Du point de vue de son organisation interne, cinq organes président aux destinées sur le plan national : le Congrès, le Comité Central, le Bureau Politique (lui-même doté d’un Comité permanent (une originalité chinoise qui constitue le coeur du pouvoir partisan), le Secrétariat général du Comité Central et, enfin, la Commission militaire centrale. Depuis le Congrès de 1982, le comité permanent du Bureau Politique est présidé par le Secrétaire Général du Comite Central. Depuis la mort de Mao, le Congrès se réunit tous les 5 ans. Les candidats sont généralement « recommandés » (tuijian) puis choisis suivant un mécanisme d’élection/nomination qui constitue, comme dans les régimes autoritaires d’Europe du Sud ou d’Amérique latine des années 1970, « un temps exceptionnel de politisation » (Hermet ). Composé de plus de 2000 délégués (représentant essentiellement le monde urbain, certaines catégories socioprofessionnelles dont les entrepreneurs ainsi que des minorités ethniques), le Congrès « élit » le Comité central (lui-même composé de 200 personnes environ) qui adopte les orientations politiques du pays et désigne le secrétaire général – dans l’ordre chronologique, après Deng Xiaoping, Hu Yaobang (1980-1987), Zhao Ziyang (1987-1989), Jiang Zemin (1989-2002) puis Hu Jintao.

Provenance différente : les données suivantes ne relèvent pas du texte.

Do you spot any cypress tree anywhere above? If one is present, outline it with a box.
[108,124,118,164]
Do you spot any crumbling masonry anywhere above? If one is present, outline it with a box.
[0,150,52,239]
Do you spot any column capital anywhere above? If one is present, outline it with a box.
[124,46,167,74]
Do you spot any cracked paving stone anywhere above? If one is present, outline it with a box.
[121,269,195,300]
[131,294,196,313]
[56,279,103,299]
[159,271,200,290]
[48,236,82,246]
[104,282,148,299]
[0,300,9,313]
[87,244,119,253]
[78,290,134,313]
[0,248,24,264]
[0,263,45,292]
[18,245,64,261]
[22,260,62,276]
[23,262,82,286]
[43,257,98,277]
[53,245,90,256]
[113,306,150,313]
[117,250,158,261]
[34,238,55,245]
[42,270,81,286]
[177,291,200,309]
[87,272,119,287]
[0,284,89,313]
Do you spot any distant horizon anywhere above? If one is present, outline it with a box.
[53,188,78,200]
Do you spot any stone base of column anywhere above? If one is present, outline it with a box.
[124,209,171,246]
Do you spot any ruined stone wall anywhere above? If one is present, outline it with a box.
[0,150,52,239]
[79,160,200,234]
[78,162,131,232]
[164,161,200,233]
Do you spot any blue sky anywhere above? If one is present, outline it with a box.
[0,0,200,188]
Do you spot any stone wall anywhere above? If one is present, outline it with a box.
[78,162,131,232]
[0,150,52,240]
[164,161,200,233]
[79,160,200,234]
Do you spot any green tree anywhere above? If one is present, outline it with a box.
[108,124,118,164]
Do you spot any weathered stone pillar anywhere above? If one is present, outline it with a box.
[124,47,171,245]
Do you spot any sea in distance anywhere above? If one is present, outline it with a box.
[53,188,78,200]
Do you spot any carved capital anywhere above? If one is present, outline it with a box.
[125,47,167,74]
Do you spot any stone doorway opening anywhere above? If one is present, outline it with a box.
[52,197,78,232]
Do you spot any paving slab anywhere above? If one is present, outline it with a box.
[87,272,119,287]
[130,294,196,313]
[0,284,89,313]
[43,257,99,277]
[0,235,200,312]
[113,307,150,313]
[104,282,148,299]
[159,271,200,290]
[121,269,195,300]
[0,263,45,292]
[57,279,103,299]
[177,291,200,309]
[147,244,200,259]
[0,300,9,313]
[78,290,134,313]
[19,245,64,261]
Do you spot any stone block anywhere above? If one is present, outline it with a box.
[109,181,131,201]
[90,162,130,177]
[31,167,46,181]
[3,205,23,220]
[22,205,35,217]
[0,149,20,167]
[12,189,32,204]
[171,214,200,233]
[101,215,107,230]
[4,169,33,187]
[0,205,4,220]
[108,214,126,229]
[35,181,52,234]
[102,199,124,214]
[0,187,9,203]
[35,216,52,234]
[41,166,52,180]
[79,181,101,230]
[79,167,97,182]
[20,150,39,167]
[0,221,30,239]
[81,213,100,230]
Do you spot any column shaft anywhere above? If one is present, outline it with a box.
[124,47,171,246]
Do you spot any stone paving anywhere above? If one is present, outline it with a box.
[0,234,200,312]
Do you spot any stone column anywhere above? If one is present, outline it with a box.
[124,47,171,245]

Enfin, le comité permanent du bureau politique est présidé par le secrétaire général du Comité central. Ces titres officiels peuvent d’ailleurs être trompeurs. De 1966 a 1976, Mao n’occupait aucune fonction dans la hiérarchie du Parti. Jusqu’à son décès en 1997, Deng Xiaoping continuait de présider aux destinés politiques de la Chine alors qu’il n’avait plus d’autre titre officiel que celui le président de l’Association chinoise de bridge ! Cette pratique, consistant à octroyer les premiers rôles institutionnels à des leaders politiques de second rang, et vice-versa, semble aujourd’hui avoir disparu.
A cette structure centrale s’ajoutent le Département de Liaison international, le Front Uni qui rassemble huit « petits partis politiques démocratiques » (pure vitrine de pluralisme institutionnalisé depuis la fin des années 1940), le Département de l’organisation, de la propagande et, enfin, l’Ecole centrale du parti. Mise en sommeil pendant la Révolution Culturelle, la Ligue des jeunesses communistes (LJC) est redevenue une organisation importante dans la mesure où elle constitue une instance de socialisation et de sélection privilégiée pour les nouvelles recrues.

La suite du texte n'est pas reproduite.